Mapping immune cell niches

Immune cell function is strongly dependent on dynamic interactions with the surrounding cells and tissues—the microenvironment—in which the cell finds itself.  Immune cells have a wide variety of niches throughout the body, but scientists have been technologically stymied in their efforts to characterize and map how such spatial differences affect gene activity and function.

Prof. Ido Amit and Dr. Ziv Shulman of the Department of Immunology, together with their colleagues at Weizmann Institute of Science and in Italy, have developed a method, called NICHE-seq, that combines light-activated fluorescent markers, two-photon microscopy, and single-cell genetic sequencing to infer the cellular and molecular make-up of different immune cell niches.

The study titled "Spatial reconstruction of immune niches by combining photoactivatable reporters and scRNA-seq", published in Science magazine, establishes NICHE-seq as a powerful and reliable method for understanding how spatial location affects immune cell function.

Image (left): Viral infection induces distinct changes in the cellular and molecular composition of specific splenic niches.
Credit: Amit, I, Shulman, Z et al/Science, Dec 2017, eaao4277

Read More about Mapping immune cell niches

Connection is protection

Cell adhesion molecules (CAMs) are proteins located on the surface of the cell. CAMs are involved with intercellular communication. Their role is to help cells stick to each other and to their structural and biochemical support (the extracellular matrix, or ECM).

Dr. Ziv Shulman and his research team from the Department of Immunology discovered that a particular cellular adhesion molecule called ICAM is important for selecting the best-suited antibodies for protection against invading pathogens.  

The image (left) shows antibody-forming cells interacting with regulatory T-cells. Blue indicates antibody-forming cells, red indicates T-cells, and green indicates antibody-forming cells that lack adhesion molecule (ICAMs). These cells form shorter contacts with the T-cells.
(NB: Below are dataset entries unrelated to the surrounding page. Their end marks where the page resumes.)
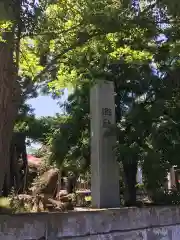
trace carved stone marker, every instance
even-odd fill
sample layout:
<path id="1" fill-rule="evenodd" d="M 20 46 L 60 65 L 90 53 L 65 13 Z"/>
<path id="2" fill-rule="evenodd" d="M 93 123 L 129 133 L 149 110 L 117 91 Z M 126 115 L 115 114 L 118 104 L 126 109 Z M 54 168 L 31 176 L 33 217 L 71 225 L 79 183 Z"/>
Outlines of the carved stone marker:
<path id="1" fill-rule="evenodd" d="M 105 134 L 115 124 L 114 85 L 99 81 L 91 89 L 91 194 L 94 208 L 120 206 L 116 137 Z"/>

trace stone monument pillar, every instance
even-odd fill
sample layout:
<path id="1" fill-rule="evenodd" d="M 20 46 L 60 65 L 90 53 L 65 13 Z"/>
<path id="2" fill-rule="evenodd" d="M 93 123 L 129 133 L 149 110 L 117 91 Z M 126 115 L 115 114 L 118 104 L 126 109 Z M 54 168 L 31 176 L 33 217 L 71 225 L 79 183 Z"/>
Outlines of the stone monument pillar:
<path id="1" fill-rule="evenodd" d="M 115 124 L 114 85 L 99 80 L 91 89 L 91 194 L 94 208 L 120 206 L 119 168 L 115 159 L 115 135 L 107 130 Z"/>

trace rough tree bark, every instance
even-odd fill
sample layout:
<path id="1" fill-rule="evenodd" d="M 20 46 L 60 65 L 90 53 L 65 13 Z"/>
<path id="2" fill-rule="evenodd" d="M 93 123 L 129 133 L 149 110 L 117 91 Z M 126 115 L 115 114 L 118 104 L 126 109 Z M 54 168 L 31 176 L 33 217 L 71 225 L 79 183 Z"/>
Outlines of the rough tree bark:
<path id="1" fill-rule="evenodd" d="M 12 21 L 13 0 L 4 0 L 5 20 Z M 10 143 L 20 102 L 18 68 L 14 63 L 14 27 L 0 42 L 0 196 L 10 185 Z"/>

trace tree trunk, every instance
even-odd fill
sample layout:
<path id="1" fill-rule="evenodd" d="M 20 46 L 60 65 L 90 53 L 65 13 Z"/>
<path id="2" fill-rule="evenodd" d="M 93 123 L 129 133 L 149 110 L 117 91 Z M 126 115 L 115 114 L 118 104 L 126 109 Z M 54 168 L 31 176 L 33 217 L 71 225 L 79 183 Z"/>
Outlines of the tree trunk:
<path id="1" fill-rule="evenodd" d="M 123 163 L 125 185 L 127 187 L 127 198 L 125 199 L 126 206 L 136 205 L 136 174 L 137 162 Z"/>
<path id="2" fill-rule="evenodd" d="M 0 42 L 0 196 L 10 186 L 10 144 L 18 113 L 20 86 L 13 62 L 14 34 L 3 33 Z"/>

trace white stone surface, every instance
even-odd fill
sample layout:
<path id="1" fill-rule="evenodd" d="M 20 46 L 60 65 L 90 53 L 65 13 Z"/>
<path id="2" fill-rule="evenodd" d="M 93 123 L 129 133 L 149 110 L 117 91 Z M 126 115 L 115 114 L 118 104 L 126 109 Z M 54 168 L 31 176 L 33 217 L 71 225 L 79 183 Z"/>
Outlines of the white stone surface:
<path id="1" fill-rule="evenodd" d="M 99 81 L 90 93 L 91 192 L 95 208 L 119 207 L 119 172 L 115 160 L 115 135 L 107 135 L 115 125 L 113 82 Z"/>

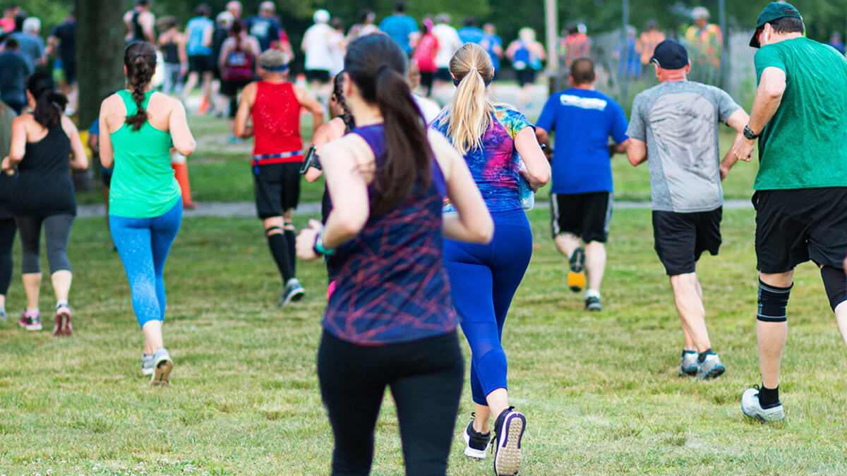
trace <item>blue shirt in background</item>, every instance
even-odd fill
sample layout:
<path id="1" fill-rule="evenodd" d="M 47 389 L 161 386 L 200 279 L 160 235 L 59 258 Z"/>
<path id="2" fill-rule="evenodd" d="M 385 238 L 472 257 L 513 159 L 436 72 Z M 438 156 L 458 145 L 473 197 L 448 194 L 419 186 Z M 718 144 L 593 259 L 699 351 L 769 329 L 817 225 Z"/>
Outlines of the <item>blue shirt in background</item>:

Image credit: Shulman, Z. et al/Journal of Experimental Medicine, 214 (11): 3435

Migrating from dark zone to light zone

Germinal centers (GCs) are sites within lymph nodes where B cells grow and adapt during a healthy immune response to an infection. GCs separate have two zones, a dark zone and a light zone. As they adapt to suit a particular immune response, maturing B cells migrate from the dark zone to the light zone.

Dr. Ziv Shulman and his team determined that antibody-producing B cells depart from the immune response once they are in the light zone.

The picture (left) shows lymph nodes containing  antibody-forming cells (blue clusters) and cells that depart the immune response (green in D). Cells leave the immune response from the upper side of the lymph node.